Once these neurons fire and wire together, they form what neuroscientists call neural networks.

Just like an orchestra, a group of musical instruments that play in harmony and bond, the neurons that have fired and wired together have now created a community. The resulting neural network can be related to an idea, a memory, a feeling, a concept, a behaviour or an experience.

These networks actually have an electrical component. A thought alone emits electricity. This is your mind in action.

Did you know that you create more electrical pulses than all of the smart phones on the planet?

Mind is what the brain does

When you become the observer of your thinking, you can change your thoughts.

Let’s continue with the same example of reading a book on boundaries. If you really resonated with the book, you will start to think about it all the time. Then you start to talk about it all the time.

Until one day, your friend violates your boundaries.

Normally, you would let it slide and make up an excuse for your friend, but this time you decide to apply what you read from the book.

Once you ‘experience’ your new knowledge in action, you begin to break down the circuits of your memorised emotions.

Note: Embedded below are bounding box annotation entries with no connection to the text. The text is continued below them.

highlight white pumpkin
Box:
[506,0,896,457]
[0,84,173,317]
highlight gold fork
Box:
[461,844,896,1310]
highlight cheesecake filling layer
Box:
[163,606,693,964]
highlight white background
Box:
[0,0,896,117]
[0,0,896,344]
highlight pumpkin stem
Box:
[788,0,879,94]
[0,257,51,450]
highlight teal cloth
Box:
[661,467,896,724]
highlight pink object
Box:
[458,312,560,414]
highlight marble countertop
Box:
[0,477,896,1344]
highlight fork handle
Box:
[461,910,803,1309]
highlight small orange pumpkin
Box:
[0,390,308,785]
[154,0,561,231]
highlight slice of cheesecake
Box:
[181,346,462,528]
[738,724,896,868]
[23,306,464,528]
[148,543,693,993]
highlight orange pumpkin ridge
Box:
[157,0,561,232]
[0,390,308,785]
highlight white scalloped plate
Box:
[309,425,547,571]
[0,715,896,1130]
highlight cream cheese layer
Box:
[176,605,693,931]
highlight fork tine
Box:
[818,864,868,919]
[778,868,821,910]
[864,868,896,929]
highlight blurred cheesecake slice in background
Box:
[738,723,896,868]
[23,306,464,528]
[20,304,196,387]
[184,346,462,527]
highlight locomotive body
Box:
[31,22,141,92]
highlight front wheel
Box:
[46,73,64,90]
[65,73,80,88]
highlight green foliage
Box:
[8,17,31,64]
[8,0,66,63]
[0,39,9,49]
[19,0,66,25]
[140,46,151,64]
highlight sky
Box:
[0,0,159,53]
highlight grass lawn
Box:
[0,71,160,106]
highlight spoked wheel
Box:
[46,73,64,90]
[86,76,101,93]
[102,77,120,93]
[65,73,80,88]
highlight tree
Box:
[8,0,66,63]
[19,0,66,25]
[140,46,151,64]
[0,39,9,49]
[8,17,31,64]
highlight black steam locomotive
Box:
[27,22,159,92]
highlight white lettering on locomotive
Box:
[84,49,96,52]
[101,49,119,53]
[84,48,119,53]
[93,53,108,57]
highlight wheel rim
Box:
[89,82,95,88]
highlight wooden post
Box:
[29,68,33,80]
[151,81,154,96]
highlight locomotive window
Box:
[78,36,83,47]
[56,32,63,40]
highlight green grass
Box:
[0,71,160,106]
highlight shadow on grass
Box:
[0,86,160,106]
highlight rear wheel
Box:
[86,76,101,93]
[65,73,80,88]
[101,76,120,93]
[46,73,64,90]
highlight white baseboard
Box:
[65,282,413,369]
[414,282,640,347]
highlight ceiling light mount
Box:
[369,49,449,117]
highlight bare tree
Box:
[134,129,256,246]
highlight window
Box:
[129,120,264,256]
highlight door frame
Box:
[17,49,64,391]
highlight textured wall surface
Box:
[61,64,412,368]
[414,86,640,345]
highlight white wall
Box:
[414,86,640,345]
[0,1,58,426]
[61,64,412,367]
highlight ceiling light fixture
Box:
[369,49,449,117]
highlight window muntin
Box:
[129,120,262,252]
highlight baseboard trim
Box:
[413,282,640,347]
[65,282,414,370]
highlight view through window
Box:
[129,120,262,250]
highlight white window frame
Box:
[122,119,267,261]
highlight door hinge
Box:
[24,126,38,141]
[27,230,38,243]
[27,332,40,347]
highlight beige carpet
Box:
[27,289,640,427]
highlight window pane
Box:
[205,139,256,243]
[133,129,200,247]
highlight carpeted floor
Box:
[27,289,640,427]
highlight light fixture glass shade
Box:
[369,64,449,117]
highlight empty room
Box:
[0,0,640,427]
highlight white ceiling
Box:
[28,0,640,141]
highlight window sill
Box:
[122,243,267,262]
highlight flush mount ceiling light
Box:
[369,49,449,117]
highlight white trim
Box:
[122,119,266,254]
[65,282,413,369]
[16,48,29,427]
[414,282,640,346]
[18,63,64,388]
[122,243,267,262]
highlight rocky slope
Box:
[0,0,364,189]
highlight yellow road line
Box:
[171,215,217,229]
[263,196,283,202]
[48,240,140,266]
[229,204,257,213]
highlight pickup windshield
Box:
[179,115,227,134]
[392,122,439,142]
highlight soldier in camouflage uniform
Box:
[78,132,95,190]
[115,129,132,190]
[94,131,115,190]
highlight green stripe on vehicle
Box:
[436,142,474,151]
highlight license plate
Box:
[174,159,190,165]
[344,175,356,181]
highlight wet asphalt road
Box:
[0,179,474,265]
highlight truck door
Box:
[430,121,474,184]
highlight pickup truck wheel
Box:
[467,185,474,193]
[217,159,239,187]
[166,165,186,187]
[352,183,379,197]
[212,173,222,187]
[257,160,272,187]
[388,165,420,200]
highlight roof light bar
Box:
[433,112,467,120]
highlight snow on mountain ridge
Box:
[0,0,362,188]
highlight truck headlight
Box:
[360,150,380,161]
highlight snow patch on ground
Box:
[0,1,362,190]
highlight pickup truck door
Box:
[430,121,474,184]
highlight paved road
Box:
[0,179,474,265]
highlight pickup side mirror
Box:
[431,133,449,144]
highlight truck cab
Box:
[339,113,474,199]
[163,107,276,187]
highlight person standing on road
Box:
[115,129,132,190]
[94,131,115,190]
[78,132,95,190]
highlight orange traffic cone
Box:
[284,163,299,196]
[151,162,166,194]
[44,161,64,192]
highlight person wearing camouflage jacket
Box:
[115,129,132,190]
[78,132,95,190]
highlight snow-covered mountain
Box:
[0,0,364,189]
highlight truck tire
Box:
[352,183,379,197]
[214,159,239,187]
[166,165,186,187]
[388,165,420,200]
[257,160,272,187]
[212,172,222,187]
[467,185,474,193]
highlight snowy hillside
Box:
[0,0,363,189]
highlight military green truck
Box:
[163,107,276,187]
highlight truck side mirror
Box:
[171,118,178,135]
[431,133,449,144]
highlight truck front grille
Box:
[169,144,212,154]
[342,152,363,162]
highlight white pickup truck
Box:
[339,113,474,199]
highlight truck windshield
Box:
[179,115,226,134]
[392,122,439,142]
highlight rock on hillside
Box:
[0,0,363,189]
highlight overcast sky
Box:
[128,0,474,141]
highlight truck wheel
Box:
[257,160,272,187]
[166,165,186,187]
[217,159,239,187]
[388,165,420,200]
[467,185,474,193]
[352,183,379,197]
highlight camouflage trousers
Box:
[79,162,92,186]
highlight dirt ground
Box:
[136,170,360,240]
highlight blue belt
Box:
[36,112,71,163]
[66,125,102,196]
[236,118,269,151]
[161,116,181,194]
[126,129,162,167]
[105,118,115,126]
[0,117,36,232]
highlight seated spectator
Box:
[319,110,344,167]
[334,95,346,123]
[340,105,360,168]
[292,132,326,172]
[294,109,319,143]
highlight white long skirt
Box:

Neurons that no longer wire together, no longer fire together. Now, your brain fires in new ways. It creates new neural pathways and new connections.

Your mind in action is changing your brain.

This is what neuroscientists call neuroplasticity – where you have transformed the new learning to that deeper part of your brain.

Prime your mind for grandeur

You can see that by activating your limbic brain purely from an actual experience, you are now creating a new reality. You are biologically and neurologically unhooking from your old self and creating a new version of you.

Successful individuals understand that we are a product of our past and that if we prime our brain, we can alter and heighten our ways of thinking. Therefore, we can show up in a new form of being.

I know, I hear you. How do we prime our brain, Catherine?

Well, you can create simple morning routines. You can set a daily intention for the day as a way to set the path for your mind.

You could also listen to inspirational podcasts and interviews, watch motivational videos or read a couple of pages from a book that stimulates your mind. You can also collect elevated quotes for the day, or create a vision board or dream board for the month so to keep you super focused.

Personally, I encourage you to write a daily gratitude list. The reason is that as a society, we often aspire to have more, be more or do more and forget what we do have. Sometimes it’s as simple as being alive or breathing every day. We take the simplest things in life for granted.

A daily practise of gratitude will raise your emotions to a new prominence, a new stature and a new pinnacle.

If knowledge is for the mind, then experience is for the body. Therefore, we may want to skip or dance because we are experiencing exalted emotions.

The factory of our emotions 

In her book Molecules of Emotions, Dr Candace Pert shares with us that as our feelings change, this mixture of peptides travels throughout our body and brain. In addition, they are literally changing the chemistry of every cell in our body. Cool, right?

This takes us to the limbic part of our brain – our emotional and chemical brain. The neuropeptides that Dr Pert talks about are small, protein-like molecules used by neurons to communicate with one another. They are neuronal signalling molecules that influence the activity of our brain and body in specific ways.

When people ask us, ‘why are you so bitter?’ or ‘why are you so angry?’ that’s because our brain in that emotion is experiencing the chemical residue of our past. It’s going to call up the actual event because we are emotionally connected to it. After, we are going to say, ‘I am this way because of that past experience’.

We are bringing our past into our present.

We never have to revisit our past events and bring our memorised emotions into our present. By doing so, we are creating our future because when we bring our past events into the present, we are opening up Pandora’s Box.

What you really want to do is overcome the emotion. That’s what is lasting from the event.